Teaching Temporal Logics to Neural Networks

TL;DR

The paper investigates end-to-end neural learning for symbolic verification by training a Transformer to predict satisfying traces for linear-time temporal logic (LTL) formulas. It uses traces generated by the spot tool as training targets and demonstrates strong semantic understanding, generalizing to much longer formulas and to formulas where the classical solver times out. The results show high semantic accuracy even when syntactic outputs diverge from the training generator, and they extend the approach to propositional logic, suggesting broad applicability of neural-symbolic learning in formal methods. The work highlights the potential for neural predictions to augment, not replace, classical verification pipelines.

Abstract

We study two fundamental questions in neuro-symbolic computing: can deep learning tackle challenging problems in logics end-to-end, and can neural networks learn the semantics of logics. In this work we focus on linear-time temporal logic (LTL), as it is widely used in verification. We train a Transformer on the problem to directly predict a solution, i.e. a trace, to a given LTL formula. The training data is generated with classical solvers, which, however, only provide one of many possible solutions to each formula. We demonstrate that it is sufficient to train on those particular solutions to formulas, and that Transformers can predict solutions even to formulas from benchmarks from the literature on which the classical solver timed out. Transformers also generalize to the semantics of the logics: while they often deviate from the solutions found by the classical solvers, they still predict correct solutions to most formulas.

Figures (10)

• Figure 1: Performance of our best models trained on practical pattern formulas. The x-axis shows the formula size. Syntactic accuracy, i.e., where the Transformer agrees with the generator are displayed in dark green. Instances where the Transformer deviates from the generators output but still provides correct output are displayed in light green; incorrect predictions in orange.
• Figure 2: Overview of our main experimental results: the performance of our best performing models on our different data sets.
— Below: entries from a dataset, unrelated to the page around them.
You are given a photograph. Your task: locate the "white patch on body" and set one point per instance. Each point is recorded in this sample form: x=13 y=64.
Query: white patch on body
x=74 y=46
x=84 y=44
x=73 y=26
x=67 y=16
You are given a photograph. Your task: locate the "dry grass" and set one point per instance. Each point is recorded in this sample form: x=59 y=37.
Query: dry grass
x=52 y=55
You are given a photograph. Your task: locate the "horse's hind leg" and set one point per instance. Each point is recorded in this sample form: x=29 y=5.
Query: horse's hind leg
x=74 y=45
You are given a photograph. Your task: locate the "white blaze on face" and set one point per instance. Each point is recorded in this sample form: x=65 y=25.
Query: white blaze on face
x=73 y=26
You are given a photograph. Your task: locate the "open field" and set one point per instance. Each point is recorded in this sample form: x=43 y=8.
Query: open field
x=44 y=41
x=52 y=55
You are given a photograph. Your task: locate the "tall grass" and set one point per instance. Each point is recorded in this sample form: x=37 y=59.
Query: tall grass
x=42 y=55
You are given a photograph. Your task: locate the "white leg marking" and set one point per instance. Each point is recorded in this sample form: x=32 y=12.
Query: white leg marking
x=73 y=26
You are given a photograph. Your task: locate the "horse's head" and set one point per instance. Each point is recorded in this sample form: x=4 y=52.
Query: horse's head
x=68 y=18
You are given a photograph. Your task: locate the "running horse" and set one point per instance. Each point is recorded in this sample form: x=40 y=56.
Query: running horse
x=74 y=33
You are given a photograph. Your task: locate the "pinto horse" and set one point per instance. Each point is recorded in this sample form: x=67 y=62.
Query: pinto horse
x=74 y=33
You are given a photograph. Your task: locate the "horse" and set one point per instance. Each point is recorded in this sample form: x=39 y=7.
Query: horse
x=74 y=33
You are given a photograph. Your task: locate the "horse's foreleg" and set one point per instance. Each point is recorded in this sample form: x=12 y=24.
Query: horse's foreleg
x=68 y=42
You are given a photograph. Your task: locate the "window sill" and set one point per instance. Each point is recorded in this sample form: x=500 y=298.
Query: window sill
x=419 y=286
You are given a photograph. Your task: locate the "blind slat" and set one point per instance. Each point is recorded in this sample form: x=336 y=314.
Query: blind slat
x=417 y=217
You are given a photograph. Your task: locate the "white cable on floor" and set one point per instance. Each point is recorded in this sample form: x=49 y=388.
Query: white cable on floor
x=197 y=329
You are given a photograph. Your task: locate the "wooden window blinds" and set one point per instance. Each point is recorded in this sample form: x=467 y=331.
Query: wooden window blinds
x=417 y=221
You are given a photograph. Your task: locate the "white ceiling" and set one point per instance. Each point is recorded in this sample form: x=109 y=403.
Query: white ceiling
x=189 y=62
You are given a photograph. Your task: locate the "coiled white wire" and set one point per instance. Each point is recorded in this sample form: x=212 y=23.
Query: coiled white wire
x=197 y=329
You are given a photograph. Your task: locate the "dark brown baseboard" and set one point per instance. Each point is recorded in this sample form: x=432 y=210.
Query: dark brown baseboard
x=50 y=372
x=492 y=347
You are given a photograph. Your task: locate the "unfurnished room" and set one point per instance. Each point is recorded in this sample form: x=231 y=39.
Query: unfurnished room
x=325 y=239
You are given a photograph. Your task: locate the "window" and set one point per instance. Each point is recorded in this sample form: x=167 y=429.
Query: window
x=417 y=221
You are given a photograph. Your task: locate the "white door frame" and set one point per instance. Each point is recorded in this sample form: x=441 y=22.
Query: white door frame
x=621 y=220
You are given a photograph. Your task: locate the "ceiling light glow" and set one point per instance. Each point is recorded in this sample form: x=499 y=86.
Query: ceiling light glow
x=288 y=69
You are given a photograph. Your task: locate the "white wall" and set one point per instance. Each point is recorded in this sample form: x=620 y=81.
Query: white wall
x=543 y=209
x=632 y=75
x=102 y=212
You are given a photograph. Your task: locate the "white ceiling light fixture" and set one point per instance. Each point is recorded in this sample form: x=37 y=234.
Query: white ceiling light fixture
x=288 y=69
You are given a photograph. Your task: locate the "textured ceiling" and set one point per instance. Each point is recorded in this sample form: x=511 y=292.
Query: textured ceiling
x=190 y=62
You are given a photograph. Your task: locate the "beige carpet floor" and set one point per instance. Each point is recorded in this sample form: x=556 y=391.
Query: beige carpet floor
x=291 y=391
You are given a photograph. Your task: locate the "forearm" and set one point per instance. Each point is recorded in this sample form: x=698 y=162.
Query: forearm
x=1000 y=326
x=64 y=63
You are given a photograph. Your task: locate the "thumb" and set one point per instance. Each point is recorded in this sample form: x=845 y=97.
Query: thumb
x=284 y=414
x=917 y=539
The percentage of a dark green bar refers to the syntactic accuracy, the percentage of a light green bar to the semantic accuracy without the syntactic accuracy, and the incorrect predictions are visualized in orange.
• Figure 3: Predictions of our best performing model, trained on $\mathit{LTLUnsolved254}$, on $5704$ specification patterns for which spot timed out ($> 60s$). Semantic accuracy is displayed in green; incorrect traces in orange; syntactically invalid traces in red.
• Figure 4: Syntactic and semantic accuracy of our best performing model (only trained on $\mathit{LTLRandom35}$) on $\mathit{LTLRandom50}$. Dark green is syntactically correct; light green is semantically correct, orange is incorrect.
• Figure 5: Size distributions in the $\mathit{LTLPattern126}$ test set: on the x-axis is the size of the formulas; on the y-axis the number of formulas.